Generally, a reverse mortgage can make sense when a homeowner wants to delay tapping into tax-advantaged funds such as retirement accounts to cover necessary expenses. A reverse mortgage has several advantages that can improve a retiree’s financial situation, including: 

Reduce Monthly Expenses 

Homeowners over 62 may qualify for a reverse mortgage, removing mortgage payments from their monthly budget. Eliminating that monthly mortgage payment can positively impact a retiree’s financial situation by reducing the amount of cash outflow and freeing up those funds for other things. That can reduce the need to draw down other retirement accounts, which can extend their useful life. 

That said, it’s important to understand a reverse mortgage does not eliminate home-related expenses, and borrowers are still obligated to pay property taxes, homeowner’s insurance, and any monthly dues associated with the home. They are also required to maintain the property. 

Generate Income 

A second instance when a reverse mortgage could make sense is when a retiree wants to use the funds currently tied up in their home. Serving as a line of credit, the borrower can use a reverse mortgage to pay current expenses or create a pool of money available for the future. Because a reverse mortgage is a type of loan, any proceeds are income tax-free. 

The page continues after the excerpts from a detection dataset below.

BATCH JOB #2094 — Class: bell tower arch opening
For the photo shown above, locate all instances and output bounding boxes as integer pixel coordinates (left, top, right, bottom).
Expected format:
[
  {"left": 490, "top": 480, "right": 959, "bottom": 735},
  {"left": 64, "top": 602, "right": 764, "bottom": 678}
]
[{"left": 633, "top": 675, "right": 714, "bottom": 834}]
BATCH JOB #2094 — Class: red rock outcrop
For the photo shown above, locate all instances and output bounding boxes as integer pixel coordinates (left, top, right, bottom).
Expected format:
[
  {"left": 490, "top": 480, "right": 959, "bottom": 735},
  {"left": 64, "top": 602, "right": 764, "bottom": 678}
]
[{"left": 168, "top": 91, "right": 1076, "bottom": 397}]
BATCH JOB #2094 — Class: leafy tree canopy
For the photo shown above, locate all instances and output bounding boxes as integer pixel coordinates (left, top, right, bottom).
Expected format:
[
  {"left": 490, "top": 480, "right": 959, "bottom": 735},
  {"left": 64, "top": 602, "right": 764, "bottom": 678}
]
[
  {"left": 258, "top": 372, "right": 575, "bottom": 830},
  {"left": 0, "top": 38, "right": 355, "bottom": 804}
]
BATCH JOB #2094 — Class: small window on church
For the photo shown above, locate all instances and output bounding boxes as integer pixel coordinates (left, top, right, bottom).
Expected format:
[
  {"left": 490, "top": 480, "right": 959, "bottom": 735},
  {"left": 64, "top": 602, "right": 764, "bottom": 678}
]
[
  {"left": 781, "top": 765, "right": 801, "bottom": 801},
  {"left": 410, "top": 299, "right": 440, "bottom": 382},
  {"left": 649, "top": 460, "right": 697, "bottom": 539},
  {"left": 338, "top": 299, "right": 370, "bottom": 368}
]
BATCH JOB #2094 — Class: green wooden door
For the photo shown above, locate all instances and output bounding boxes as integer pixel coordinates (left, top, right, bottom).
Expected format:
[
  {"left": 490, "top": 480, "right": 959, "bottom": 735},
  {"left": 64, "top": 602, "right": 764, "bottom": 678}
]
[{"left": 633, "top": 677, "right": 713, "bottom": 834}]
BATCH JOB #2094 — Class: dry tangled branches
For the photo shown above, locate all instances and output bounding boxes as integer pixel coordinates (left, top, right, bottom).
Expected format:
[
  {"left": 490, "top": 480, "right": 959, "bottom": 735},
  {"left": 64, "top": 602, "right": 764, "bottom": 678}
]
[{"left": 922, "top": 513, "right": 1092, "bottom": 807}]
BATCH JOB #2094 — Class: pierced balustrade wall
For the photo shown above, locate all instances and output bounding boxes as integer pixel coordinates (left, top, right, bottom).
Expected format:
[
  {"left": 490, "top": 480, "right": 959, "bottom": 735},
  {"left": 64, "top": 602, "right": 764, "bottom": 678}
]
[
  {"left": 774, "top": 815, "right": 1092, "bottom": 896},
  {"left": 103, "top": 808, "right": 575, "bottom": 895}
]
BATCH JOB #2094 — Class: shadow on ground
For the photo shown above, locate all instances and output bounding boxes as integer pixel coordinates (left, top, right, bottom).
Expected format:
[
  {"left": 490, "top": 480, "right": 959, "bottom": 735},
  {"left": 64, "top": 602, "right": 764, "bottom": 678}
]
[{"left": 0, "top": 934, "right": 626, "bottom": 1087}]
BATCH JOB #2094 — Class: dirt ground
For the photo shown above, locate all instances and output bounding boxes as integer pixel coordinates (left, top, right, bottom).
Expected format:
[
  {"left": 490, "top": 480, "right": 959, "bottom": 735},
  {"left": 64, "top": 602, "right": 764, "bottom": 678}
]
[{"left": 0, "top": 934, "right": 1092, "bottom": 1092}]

Delay Receipt of Social Security Benefits 

Relying on the proceeds of a reverse mortgage to pay expenses can also allow retirees to wait to start receiving social security benefits. The longer Americans wait to receive social security, the larger those monthly payments will be. Although payments can be received starting at age 62, they can be as much as 30% lower than if the recipient waits until their full retirement age. Income from a reverse mortgage can allow retirees to wait to receive those benefits. A financial professional can help you decide if this strategy makes sense for you. 

Make Gifts to Heirs or Fund Philanthropic Activities 

Although they may not need a reverse mortgage to cover living expenses, some retirees opt to apply for one to spread their wealth during their lifetime. That is, the motivation for taking a reverse mortgage may not be self-focused. Funding college educations or buying homes for children or grandchildren may be possible through the use of home equity. Taking that approach, retirees can enjoy seeing the impact of those gifts during their lifetime. 

When Is a Reverse Mortgage Not a Good Idea? 

For all the situations in which reverse mortgages are a good idea, there are also situations in which they aren’t. The following are some situations in which a different financial vehicle is most likely a better option. 

Existing Sufficient Assets 

When evaluating a retirement plan as a whole, it’s important to look at the diversity of assets. If a retiree has enough cash flow to maintain safe asset distribution rates, meaning 4% or lower, long-term care protection, and additional cash reserves, leveraging their home equity may not be necessary. 

Short Time Horizon 

A reverse mortgage may also not make sense if the retiree doesn’t plan to stay in their current home long-term. In that case, a reverse mortgage would need to be repaid before a move is made, including all the associated costs. A better decision may be to move and, if needed, secure a reverse mortgage on the new home. 

Ultimately, a reverse mortgage is likely most beneficial for a retiree whose home represents most of their net worth. Securing a reverse mortgage allows them to convert an illiquid asset into cash, to be used however they choose. With all major financial decisions, a qualified financial planner can help you weigh and understand your options.